The EU avoided a potential fiscal meltdown in the tiny island nation of Cyprus that might have triggered a cascade across Europe in the debt crisis. Instead of giving all depositors a “haircut,” the new plan leaves intact the insured deposits of €100K or less — but everyone else gets the haircut up front:
Cyprus secured a 10 billion euro ($13 billion) package of rescue loans in tense, last-ditch negotiations early Monday, saving the country from a banking system collapse and bankruptcy that could have destabilized the entire euro area.
“We’ve put an end to the uncertainty that has affected Cyprus and the euro area over the past week,” said Jeroen Dijsselbloem, who chairs the meetings of the 17-nation eurozone’s finance ministers.
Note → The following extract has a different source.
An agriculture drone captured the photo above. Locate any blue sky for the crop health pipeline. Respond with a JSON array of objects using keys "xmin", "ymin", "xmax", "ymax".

In return for the bailout, Cyprus must drastically shrink its outsized banking sector, cut its budget, implement structural reforms and privatize state assets, he said. The country’s second-largest bank will be shut down immediately, with all bond holders and people with more than 100,000 euros in their bank accounts there facing significant losses. The measures are likely to deepen the recession in Cyprus and lead to more job losses.
Cypriot officials obviously prefer this to the alternatives, but no one’s high-fiving on the island today:
“It’s not that we won a battle, but we really have avoided a disastrous exit from the eurozone,” said Cyprus’ Finance Minister Michalis Sarris. “A long period of uncertainty and insecurity surrounding the Cyprus economy has ended.”
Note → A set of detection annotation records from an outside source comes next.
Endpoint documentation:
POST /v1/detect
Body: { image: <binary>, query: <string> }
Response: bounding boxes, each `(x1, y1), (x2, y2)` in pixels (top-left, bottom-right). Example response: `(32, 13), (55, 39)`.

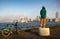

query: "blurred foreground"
(0, 26), (60, 39)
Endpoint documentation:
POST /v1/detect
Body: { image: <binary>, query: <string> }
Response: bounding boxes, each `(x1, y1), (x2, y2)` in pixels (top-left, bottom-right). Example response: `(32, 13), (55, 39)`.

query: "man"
(40, 6), (46, 27)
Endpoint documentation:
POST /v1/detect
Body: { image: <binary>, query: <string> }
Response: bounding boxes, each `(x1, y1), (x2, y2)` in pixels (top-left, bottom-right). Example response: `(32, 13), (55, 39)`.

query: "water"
(0, 22), (60, 30)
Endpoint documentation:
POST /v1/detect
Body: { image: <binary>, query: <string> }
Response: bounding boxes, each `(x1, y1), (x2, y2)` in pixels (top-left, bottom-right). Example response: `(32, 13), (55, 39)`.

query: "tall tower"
(55, 12), (59, 22)
(56, 12), (59, 18)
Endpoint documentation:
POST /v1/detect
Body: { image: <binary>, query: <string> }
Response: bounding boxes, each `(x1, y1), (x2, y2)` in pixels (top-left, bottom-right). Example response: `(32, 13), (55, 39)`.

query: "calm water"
(0, 22), (60, 30)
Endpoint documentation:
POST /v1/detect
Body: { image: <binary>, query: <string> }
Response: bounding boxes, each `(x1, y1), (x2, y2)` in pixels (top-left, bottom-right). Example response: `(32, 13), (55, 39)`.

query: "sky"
(0, 0), (60, 18)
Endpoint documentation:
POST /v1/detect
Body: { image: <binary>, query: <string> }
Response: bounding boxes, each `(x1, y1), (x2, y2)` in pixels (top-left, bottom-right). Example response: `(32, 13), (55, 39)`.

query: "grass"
(0, 26), (60, 39)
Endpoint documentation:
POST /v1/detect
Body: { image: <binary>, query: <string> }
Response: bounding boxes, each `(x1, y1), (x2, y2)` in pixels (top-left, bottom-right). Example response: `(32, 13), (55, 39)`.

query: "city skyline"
(0, 0), (60, 18)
The eurozone finance ministers accepted the plan, reached after more than 10 hours of negotiations in Brussels between Cypriot officials and the so-called troika of creditors — the International Monetary Fund, the European Commission and the ECB.
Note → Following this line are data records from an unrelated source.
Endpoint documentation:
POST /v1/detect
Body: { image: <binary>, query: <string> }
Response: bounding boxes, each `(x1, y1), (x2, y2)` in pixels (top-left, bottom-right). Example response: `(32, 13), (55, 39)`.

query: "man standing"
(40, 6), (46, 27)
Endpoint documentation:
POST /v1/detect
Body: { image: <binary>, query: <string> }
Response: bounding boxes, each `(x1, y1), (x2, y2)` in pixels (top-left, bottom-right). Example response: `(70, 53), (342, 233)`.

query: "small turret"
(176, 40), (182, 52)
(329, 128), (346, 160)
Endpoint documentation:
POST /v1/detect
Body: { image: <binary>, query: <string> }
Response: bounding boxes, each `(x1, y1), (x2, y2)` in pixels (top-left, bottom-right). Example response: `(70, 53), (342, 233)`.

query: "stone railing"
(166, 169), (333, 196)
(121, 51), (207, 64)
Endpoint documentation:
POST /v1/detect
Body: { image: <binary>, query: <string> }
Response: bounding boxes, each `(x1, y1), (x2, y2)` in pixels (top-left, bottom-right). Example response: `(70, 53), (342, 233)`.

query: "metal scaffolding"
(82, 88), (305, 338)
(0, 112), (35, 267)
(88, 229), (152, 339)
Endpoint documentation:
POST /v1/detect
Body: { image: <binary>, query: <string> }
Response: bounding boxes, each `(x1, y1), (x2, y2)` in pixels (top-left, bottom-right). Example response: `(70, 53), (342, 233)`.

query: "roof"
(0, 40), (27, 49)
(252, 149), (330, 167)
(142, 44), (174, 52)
CNN followed up with this report earlier in the morning:
So the biggest losers will be the Russians, who tried to pull a fast one on the EU with a Gazprom deal that would have maintained the banking structure that their oligarchs exploit in exchange for Cyprus’ natural-gas rights. Much of the pain will be felt by those depositors who used Cyprus to launder cash, it seems, but not all of the pain. The bubble created by that influx of wealth will dissipate, and many ordinary Cypriot businessmen will take a big hit from the confiscation, and then from the loss of demand in the marketplace.
The question becomes this: how long will it take before Cyprus’ version of Beppo Grillo arises to screw up the austerity plan? Probably not as long as it took in Italy, which may be another reason why the EU and its partners wanted the money up front this time. Don’t expect the Russians to give up so easily, either.